Left exposed

The Alternative Investment Fund Managers Directive, Europe’s answer to Dodd-Frank, contains extensive regulation that touches on all aspects of private funds and market structure. One of the notable inclusions for private equity funds and investors is the option to use an “external valuer” to provide independent valuations of assets like a potential portfolio company.

In essence, for private funds that want to be compliant with the law, they have two options. They can either have a fully capable, independent and accountable in-house team to produce valuations reviewed by an “external valuation advisor” and exercise strict governance over the individuals providing this services so as to ensure a measure of objectivity in their assessments, or they can outsource to an “external valuation adviser”. A handful of external valuation providers already exist. Historically, the Big Four accounting and advisory firms have played a role here, and also the investment banks. More recently, dedicated firms have emerged with the sole purpose of valuing assets.

On the surface, the fact that these service providers are on hand to step in would make it seem as though implementation of the Directive is going as planned. However, now that we are out of the first year transition period (AIFMD became effective in July 2013), fund managers and service providers are realising that compliance even with this seemingly straightforward aspect of the Directive is more difficult than previously thought.

At issue is the potential liability to the providers of these valuations. Accounting practice assigns a level to assets based on the difficulty of pricing them. Levels 1 & 2 most commonly include things like public equities, or other regularly traded assets that have an existing market and generally accepted norms when it comes to pricing. Level 3 assets are illiquid assets such as private equity portfolio companies, i.e. assets that require expert valuations.

When a private equity firm needs to place a value on a Level 3 asset and doesn’t have an in-house team that passes the governance and expertise test, then according to the law they must opt for an external valuer. In practise, however, and thanks entirely to AIFMD, GPs are finding it difficult to find valuation specialists who want their business because the rules impose unlimited liability on the external valuer. In practice this means that if an asset gets valued at $10 million, but only sells for $9 million, if a firm finds cause they can sue the provider of the valuation.

“We’ve interpreted that as the party bringing the suit is going to have to find gross negligence on our part, but it could still happen,” John Czapla, senior partner and managing director of Valuation Research Corporation’s US portfolio securities valuation practice tells Private Equity International. “I do think people are keeping an eye on this issue because the regulator hasn’t been clear on the bounds of that liability. You could see fees for this type of work go up considerably.”

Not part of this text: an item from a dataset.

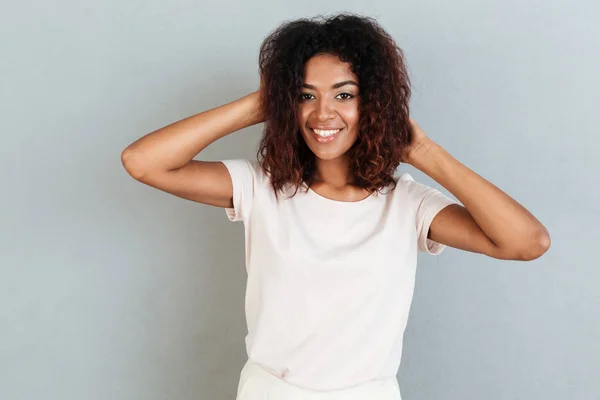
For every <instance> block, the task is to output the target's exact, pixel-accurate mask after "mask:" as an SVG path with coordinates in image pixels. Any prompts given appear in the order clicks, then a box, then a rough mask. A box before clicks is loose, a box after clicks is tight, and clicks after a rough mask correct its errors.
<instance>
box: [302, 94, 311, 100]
mask: <svg viewBox="0 0 600 400" xmlns="http://www.w3.org/2000/svg"><path fill="white" fill-rule="evenodd" d="M307 96H312V94H310V93H301V94H300V100H308V98H307Z"/></svg>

Czapla’s viewpoint is strongly echoed by Dr. Cindy Ma, a managing director and global head of portfolio valuation of Houlihan Lokey, and a board member of the International Valuation Standards Council: “The fee we would have to charge for something like this could be very high – if we were to take on this liability. GPs have been surprised to learn about this issue, but we started telling people about it once we realised the potential liability. We had to start examining whether it was worth continuing to provide the service and what incremental E&O insurance cover would cost. I think GPs will have to consider whether they should pay for this or just hire an in-house team with an independent third-party valuation firm providing review and advice on the valuation process (the external valuation advisor). I think that’s going to be an unintended consequence of the provision.”

What’s more, unlimited liability for the valuer could have further unintended consequences when it comes to the quality of the work produced. “Once you see fees go up, smaller GPs may be forced to go to a lower-tier provider because they are still willing to do the work. That reality doesn’t really provide the full protection intended with the provisions in the Directive,” Ma adds.

The European Securities and Markets Authority (ESMA) has plans for review of the Directive as implementation moves forward, but hasn’t provided much in the way of additional guidance around the liability laid out in the law. Legal sources say that many practitioners are now in wait-and-see mode. Czapla adds that it is important for service providers to set clear and consistent terms with GPs.

In the US, the SEC has already zeroed in on valuations as a key area for its examination of private equity funds, and enforcement actions have already moved forward. This year both Lincolnshire Management and Clean Energy Capital have seen charges and fines. The SEC also filed a complaint against GLG Partners for overvaluation of assets in December 2013. That case saw a GLG pay $9 million settlement.

If Europe’s regulators take a page from the SEC as they have on other regulations already, GPs active there could see similar legal action before long.